Rep. Cummings apparently didn’t get the memo. The IRS apologized for targeting conservative groups.
Through the Taxpayers Protection Alliance, over 90 conservative groups have signed a letter of support for the bill “Preventing IRS Abuse and Protecting Free Speech Act,” which would eliminate the requirement that tax-exempt organizations reveal to the IRS the names of donors who gave more than $5,000. The signers contend that this information is irrelevant to the agency’s routine handling of tax filings, and eliminating it will make compliance easier.
The letter’s signers believe free speech is at stake. An excerpt:
“Free speech has been under assault in recent years and the IRS has been at the center of the controversy. In several well-documented cases, the agency leaked private and sensitive Schedule B information that should never have been made public.

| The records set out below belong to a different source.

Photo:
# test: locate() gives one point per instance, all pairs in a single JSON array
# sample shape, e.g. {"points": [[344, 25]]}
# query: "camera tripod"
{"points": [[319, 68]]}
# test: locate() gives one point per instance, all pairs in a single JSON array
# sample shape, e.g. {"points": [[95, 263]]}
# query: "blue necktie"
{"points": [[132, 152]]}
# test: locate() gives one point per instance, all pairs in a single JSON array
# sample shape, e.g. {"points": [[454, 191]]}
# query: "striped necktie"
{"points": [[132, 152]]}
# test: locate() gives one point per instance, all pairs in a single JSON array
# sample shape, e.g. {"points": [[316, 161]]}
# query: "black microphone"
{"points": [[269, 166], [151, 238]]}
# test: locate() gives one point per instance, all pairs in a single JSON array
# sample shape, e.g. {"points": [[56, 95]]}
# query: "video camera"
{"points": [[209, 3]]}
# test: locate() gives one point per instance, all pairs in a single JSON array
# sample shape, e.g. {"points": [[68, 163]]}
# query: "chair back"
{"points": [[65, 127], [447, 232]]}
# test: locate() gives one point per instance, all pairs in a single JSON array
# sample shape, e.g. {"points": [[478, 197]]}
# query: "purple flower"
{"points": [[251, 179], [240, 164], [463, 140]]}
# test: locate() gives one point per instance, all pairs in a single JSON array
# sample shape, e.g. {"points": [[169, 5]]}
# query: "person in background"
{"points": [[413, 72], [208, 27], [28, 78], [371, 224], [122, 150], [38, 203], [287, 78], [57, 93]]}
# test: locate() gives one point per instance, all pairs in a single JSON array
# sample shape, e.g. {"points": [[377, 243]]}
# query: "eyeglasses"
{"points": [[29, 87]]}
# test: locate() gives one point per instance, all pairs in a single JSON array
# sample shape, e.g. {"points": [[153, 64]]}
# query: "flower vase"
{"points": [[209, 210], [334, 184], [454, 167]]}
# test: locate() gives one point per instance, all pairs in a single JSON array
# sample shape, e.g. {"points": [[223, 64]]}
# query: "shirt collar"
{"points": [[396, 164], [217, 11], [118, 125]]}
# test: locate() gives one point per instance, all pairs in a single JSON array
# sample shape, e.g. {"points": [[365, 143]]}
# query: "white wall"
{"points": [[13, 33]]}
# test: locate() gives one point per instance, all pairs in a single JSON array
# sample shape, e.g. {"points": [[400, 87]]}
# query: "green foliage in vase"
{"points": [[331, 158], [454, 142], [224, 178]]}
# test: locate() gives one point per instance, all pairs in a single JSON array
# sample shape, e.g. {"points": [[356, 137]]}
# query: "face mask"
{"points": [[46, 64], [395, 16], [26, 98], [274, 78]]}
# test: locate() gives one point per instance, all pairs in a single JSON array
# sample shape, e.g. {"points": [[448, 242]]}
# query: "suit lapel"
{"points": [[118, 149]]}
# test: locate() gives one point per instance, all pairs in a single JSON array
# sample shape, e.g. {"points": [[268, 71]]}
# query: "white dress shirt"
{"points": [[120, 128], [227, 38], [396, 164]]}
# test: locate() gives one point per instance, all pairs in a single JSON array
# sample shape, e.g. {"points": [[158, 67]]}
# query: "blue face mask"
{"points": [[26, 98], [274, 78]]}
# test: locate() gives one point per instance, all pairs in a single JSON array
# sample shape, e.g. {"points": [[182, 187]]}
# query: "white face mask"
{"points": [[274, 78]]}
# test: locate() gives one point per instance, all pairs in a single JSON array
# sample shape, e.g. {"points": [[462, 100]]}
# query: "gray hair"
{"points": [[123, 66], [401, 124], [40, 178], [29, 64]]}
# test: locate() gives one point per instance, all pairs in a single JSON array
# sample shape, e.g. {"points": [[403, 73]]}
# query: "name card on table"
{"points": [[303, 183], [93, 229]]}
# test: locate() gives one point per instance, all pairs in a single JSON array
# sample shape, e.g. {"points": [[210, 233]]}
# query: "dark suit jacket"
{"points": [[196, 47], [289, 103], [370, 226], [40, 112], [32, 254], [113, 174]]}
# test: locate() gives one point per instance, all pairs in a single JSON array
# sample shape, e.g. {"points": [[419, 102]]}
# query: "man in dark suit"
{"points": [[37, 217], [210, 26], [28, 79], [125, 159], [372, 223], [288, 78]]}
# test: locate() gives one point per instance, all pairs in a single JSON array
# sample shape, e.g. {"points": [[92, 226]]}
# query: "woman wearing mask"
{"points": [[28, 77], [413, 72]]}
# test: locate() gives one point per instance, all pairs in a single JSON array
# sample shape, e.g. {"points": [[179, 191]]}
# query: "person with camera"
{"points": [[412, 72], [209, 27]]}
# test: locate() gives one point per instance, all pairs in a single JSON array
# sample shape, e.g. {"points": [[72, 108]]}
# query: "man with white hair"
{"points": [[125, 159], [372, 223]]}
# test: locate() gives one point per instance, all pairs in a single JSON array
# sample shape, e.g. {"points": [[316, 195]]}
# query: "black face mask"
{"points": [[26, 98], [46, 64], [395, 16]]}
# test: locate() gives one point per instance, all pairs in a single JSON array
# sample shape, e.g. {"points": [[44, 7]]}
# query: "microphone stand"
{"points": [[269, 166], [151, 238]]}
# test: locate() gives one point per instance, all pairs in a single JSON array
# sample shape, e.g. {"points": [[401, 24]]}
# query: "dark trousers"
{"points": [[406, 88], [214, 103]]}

For example, the agency settled a lawsuit with the National Organization for Marriage (NOM) after an IRS official emailed NOM’s Form 990, Schedule B to the Human Rights Campaign, which then published it.
“The revelations of leaked information, as well as evidence proving that the IRS selectively grouped organizations based on their names, policy positions, and perceived ideology to deny or delay requests for non-profit status, show that the fight for free speech is alive and very real.”
Signers include Star Parker, founder and president of the Center for Urban Renewal and Education (CURE), and Rev. Derek McCoy, CURE’s National Clergy Center Director.